具体的には、エアコンや冷凍・冷蔵機器の所有者に対して、3ヶ月に1回の簡易点検、法定点検、点検結果の記録、官庁への報告などが義務付けられ、これらのことを怠ると同法によって罰則・罰金が科せられることになります。

さらに、令和元年6月5日に交付された「改正フロン排出抑制法」により管理者の義務がさらに強化されました。

そのため、フロン排出抑制法の対応にあたり、エアコン所有者が多くの事務業務業務が追加必要になるという課題がございました。例えば、台帳作成、対象機器のリスト化、点検・設備結果の台帳(ログブック)反映作業等、事務業務に多くの時間を割く必要が発生致します。

お客様である管理会社様からも、「これからどのように対応したらいいんだろう」とお悩みの相談が数多く寄せられ、エアコン所有者が多くの事務作業業務が追加必要になるという課題がございました。

 

導入の結果

D-Flons構築により、多大な事務作業の軽減、業務効率化が実現

当時、フロン排出抑制法改正に伴い追加で多大に発生するエアコン所有者様の事務作業にいち早く気づき、D-Flons(フロン排出抑制法対応クラウドシステム)の導入により、多くのお客様にたてると考え、システム化を決めました。

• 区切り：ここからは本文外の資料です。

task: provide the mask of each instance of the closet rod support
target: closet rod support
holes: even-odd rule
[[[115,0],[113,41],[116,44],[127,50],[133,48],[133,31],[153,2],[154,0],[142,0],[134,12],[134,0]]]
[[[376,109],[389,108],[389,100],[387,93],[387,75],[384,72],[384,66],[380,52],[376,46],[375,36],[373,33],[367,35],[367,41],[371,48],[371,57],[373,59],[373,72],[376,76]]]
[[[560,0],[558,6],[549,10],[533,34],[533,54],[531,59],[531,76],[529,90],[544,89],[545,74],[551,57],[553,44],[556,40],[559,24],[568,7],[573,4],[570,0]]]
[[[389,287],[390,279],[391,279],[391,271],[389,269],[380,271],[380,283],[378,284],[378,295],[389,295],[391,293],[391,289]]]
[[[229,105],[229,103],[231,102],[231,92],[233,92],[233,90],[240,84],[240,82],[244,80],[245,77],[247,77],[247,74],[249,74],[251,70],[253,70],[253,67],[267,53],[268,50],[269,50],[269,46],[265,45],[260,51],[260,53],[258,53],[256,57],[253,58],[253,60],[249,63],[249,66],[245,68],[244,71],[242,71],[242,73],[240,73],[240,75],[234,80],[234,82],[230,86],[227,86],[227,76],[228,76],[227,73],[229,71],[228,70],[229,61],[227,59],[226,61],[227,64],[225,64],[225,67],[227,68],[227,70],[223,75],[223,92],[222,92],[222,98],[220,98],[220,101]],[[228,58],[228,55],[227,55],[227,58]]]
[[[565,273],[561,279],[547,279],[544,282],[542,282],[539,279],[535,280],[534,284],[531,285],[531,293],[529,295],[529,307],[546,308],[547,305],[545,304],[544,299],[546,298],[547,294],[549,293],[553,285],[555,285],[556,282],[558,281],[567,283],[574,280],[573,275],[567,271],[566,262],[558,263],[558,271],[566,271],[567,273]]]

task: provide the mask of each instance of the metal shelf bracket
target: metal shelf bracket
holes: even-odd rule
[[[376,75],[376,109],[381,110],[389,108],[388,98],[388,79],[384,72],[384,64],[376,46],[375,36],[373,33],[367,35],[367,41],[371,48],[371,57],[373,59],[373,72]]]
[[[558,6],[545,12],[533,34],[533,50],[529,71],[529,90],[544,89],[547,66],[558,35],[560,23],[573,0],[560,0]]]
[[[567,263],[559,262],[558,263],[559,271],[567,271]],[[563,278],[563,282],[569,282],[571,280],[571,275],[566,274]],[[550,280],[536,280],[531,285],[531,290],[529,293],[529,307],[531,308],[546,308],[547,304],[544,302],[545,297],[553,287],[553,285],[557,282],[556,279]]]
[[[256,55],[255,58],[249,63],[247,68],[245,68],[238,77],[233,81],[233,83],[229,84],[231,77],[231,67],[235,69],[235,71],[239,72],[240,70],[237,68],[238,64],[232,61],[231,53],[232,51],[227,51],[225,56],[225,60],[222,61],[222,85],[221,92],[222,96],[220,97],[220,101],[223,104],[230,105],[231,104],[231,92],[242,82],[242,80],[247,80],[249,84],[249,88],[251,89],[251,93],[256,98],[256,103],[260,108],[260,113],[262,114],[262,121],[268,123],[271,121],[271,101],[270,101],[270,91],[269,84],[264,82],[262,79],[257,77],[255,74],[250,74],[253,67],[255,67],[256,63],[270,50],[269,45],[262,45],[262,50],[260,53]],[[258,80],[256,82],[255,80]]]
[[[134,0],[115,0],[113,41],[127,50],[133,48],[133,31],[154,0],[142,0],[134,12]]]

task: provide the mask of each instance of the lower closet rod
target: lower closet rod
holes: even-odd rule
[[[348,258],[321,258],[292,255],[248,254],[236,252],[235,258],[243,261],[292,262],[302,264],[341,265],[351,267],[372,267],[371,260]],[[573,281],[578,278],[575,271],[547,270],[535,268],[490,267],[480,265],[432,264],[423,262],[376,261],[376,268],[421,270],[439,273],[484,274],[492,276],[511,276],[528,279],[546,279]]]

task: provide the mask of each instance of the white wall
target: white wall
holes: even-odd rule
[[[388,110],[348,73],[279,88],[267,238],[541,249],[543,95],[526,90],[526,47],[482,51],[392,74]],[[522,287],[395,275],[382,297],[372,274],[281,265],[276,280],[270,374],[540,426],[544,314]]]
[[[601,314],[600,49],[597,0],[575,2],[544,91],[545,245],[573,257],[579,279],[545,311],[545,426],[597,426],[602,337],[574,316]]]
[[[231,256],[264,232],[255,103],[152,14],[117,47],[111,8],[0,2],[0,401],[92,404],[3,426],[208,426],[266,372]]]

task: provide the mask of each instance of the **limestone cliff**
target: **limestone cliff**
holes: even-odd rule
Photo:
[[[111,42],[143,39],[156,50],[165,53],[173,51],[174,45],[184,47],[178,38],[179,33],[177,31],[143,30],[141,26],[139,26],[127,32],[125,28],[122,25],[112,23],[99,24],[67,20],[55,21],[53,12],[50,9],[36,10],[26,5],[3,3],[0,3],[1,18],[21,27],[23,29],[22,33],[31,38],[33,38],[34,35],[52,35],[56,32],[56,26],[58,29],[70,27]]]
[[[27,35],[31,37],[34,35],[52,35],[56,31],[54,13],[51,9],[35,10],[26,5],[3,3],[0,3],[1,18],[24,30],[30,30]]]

システム開発に際して最も大切にしたのは、建物内に点在するエアコンなどの膨大な機器を点検する管理会社の方にとって、誰にでも、わかりやすく、使いやすいこと。点検・修理などの履歴が管理しやすいことでした。つまり、日頃からお取引させていただいているお客様の視点に立って、改正フロン法がお困り事にならないようにすることが最優先されました。

そんなコンセプトを表現するため、システムのネーミングには、D(誰でも)- FLONS を採用。

当時の社用携帯はまだガラケーが多かったので、スマホでしか使えないアプリではなく、ガラケーでも使えるQRコードで、検査する機器を識別し、3ヶ月に1度の検査のタイミングが近づく1週間前にはリマインドメールを送付するように設計しました。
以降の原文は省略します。